Friday, July 11, 2014

1864's Civil War commemorative stamps come out this month!

Other than our own Civil War Project, my favorite part of the sesquicentennial so far is the gorgeous series of commemorative stamps being issued, two each year, by the U.S. Postal Service, all designed by Phil Jordan.

The stamps for 2014 commemorate key military events from 1864, specifically the early days of the Petersburg Campaign and the Battle of Mobile Bay.

Petersburg, Virginia is about 30 miles from Richmond, the Confederate capital, and was in 1864 a transportation center instrumental to supplying food to both Richmond and Lee's army.  Grant spent nine and a half months trying to take the city through a series of battles and the most extensive trench warfare prior to World War One.  The Union scored no victories at Petersburg until late August, and suffered losses that horrified the nation:  at least 42,000 casualties over the length of the campaign; more than 11,000 in its first four days.  But when Petersburg finally fell, the Confederates were forced to abandon Richmond the same day, and Lee's army had no option but a desperate retreat that led to its being surrounded and forced to surrender at Appomattox six days later.
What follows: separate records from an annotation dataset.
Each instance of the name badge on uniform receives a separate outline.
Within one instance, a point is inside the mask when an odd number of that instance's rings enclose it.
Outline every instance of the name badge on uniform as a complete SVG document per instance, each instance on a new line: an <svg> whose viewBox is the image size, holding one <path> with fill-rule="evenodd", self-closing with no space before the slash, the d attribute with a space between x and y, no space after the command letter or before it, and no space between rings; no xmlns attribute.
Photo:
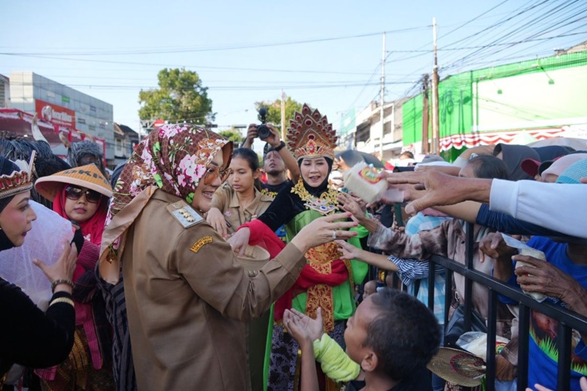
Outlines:
<svg viewBox="0 0 587 391"><path fill-rule="evenodd" d="M204 244L207 244L208 243L212 243L211 236L204 236L204 237L196 240L195 242L191 245L191 247L190 248L190 250L194 251L194 253L197 253L198 251L200 251L200 249L201 249Z"/></svg>
<svg viewBox="0 0 587 391"><path fill-rule="evenodd" d="M167 210L184 228L189 228L204 221L198 213L185 201L177 201L167 205Z"/></svg>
The Petersburg Campaign saw the war's largest concentration of African American soldiers; the specific scene depicted on the stamp is the Twenty-Second U. S. Colored Troops charging Petersburg's outer works on the second day of the campaign.  It's taken from an 1892 oil painting entitled "Charge of the 22nd Negro Regiment during Civil War, 16 July 1864" by J. Andre Castaigne.  The original hangs in the West Point Museum, and no full-color electronic image of it seems to be available anywhere online.  Below is the New York Public Library's print of the painting:

Castaigne's Phantom, 1910
Castaigne was a French illustrator who worked in the United States for five years in the 1890s, and occasionally thereafter.  When he's remembered, it's mainly as the original illustrator of the novel The Phantom of the Opera

The Mobile Bay stamp illustration is taken from an 1886 painting by Julian Oliver Davidson, Battle of Mobile Bay.  It shows the sinking of the ironclad USS Tecumseh, following its running into a Confederate torpedo (an 1860s torpedo was not a projectile, but a stationary underwater mine).  Tecumseh took only 25 seconds to sink, and moments later Union Admiral David Farragut, on the flagship Hartford (second wooden ship from the right in the painting), ordered it to move through the minefield.  It is when the torpedoes in Hartford's way were pointed out to him that he is supposed to have said "Damn the torpedoes!  Full speed ahead."  Whether or not he said precisely that, Hartford did lead the way successfully through the minefield.  This brought the Union fleet out of the range of Confederate land guns and led to the surrender of the Confederate fleet and the capturing of the last important Confederate Gulf port east of the Mississippi.  Here's the full picture:

Davidson was the country's leading marine artist, and was commissioned by Louis Prang (originator of the American Christmas card) to paint six naval battles as part of his series of well-researched depictions of Civil War battles, which he ran off as inexpensively priced chromolithographs.  It's the same series for which Prang hired Thure de Thurlstrup to paint twelve infantry scenes

This is the second stamp in this series to feature Farragut's fleet; in 2012 one of the 1862 stamps showed him in the process of capturing New Orleans.  His foster brother, Admiral David Porter, commanded the fleet depicted on last year's 1863 stamp running the Confederate blockade at Vicksburg, so their family has been represented on three of the eight Civil War stamps so far.

The stamps are being issued July 30 at Mobile and Petersburg.